Account wide terraform - alphagov/notifications-manuals GitHub Wiki
This document is intended for engineers who want to learn the basics of what Account-wide Terraform (AWT) is, how to use it to make infra changes and how to use it to debug issues. It assumes you know Terraform and GDS CLI basics.
AWT acts as a bootstrap for deploying the initial infra required for other foundational Notify infra to be deployed. It does not deploy the Notify application and the infra it requires, which is deployed from notifications-aws.

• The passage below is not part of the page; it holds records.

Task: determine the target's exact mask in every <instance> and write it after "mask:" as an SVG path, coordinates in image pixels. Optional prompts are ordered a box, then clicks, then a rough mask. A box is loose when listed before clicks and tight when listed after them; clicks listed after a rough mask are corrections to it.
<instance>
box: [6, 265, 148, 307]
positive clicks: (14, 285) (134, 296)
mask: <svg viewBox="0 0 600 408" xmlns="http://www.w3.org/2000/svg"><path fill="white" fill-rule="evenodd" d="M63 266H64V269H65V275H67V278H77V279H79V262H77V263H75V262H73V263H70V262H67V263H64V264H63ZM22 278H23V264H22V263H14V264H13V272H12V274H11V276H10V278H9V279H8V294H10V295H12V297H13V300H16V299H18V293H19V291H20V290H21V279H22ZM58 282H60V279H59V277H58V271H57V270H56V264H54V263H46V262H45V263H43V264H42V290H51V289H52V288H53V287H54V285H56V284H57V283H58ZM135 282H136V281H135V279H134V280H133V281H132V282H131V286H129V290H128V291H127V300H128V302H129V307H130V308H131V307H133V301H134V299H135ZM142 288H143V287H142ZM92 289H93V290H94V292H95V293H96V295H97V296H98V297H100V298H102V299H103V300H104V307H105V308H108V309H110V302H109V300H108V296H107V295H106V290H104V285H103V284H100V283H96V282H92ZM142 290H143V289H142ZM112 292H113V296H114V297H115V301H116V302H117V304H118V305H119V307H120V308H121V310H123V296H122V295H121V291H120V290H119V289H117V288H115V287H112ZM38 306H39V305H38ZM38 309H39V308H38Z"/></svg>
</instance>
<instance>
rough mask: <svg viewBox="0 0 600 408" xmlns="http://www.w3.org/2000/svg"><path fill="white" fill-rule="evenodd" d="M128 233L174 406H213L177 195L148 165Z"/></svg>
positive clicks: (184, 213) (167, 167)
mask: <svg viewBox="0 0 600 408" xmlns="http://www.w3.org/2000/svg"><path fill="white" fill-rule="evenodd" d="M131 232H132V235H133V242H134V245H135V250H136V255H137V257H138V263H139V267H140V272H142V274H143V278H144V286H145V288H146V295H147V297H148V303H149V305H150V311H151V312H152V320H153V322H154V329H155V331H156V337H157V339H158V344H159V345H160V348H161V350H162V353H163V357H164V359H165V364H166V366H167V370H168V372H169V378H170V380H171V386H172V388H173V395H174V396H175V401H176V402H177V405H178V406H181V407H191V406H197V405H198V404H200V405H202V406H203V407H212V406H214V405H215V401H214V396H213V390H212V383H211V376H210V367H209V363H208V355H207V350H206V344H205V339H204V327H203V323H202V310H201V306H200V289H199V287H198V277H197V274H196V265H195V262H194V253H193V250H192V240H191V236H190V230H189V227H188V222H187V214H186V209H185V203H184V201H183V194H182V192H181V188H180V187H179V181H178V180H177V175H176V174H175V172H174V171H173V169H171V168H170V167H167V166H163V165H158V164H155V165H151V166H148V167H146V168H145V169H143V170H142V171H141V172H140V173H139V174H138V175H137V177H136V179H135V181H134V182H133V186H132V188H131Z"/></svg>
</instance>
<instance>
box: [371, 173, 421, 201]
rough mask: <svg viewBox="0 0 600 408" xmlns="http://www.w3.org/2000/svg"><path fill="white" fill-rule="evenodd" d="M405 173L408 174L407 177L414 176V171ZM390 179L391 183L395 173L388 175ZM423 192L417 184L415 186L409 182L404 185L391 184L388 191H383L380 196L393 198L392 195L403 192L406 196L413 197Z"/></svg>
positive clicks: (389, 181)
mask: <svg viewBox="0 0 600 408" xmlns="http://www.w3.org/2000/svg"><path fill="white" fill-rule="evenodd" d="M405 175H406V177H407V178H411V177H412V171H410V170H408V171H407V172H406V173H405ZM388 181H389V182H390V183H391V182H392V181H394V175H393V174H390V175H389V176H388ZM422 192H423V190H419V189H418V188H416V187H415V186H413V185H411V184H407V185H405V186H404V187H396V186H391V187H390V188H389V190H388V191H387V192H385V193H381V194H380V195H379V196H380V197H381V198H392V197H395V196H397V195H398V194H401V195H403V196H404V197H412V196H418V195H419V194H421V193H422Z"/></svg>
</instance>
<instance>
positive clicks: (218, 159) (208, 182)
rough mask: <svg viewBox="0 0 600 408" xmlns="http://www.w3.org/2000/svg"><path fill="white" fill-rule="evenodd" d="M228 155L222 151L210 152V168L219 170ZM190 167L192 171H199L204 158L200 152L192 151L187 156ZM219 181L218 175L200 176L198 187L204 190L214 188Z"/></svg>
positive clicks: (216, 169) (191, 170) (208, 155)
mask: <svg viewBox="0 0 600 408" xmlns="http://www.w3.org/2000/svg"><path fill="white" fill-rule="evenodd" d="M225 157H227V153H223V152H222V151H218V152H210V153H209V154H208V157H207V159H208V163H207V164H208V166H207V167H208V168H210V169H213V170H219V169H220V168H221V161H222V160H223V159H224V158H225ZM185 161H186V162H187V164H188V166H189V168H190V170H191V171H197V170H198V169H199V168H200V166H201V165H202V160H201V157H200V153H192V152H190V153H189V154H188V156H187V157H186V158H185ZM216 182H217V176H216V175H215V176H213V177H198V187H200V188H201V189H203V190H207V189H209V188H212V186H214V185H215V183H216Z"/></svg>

- Improved security - IAM config for Concourse workers is stored in this repo. If this was stored in
notifications-aws
a Concourse worker may be able to access this config -
notifications-aws
uses roles some of the infra we have declared in this repo so must be deployed first. - Application of environment-specific config - Infra changes may need to be applied to a specific env (e.g. for testing new IAM permissions) and they can be tested by specifying an environment to apply them from in this repo. There are 2 types of envs you can apply AWT changes to:
-
notify-env -
dev[a-f]
,preview
,staging
,production
-
notify-deploy-env
notify-deploy
,notify-deploy-staging
(AWS accounts hosting concourse)
-
notify-env -
Terraform commands are run via make
commands in the root of the repo.
make <env name> <init | plan | apply | destroy>
In rare cases you may need to bootstrap an environment.
make <env name> bootstrap
NOTE: Changes to the
production
environment must have a cyberthumb before being applied.
When applying any changes to the Terraform. There is no pipeline for deploying AWT changes, so they must be done locally.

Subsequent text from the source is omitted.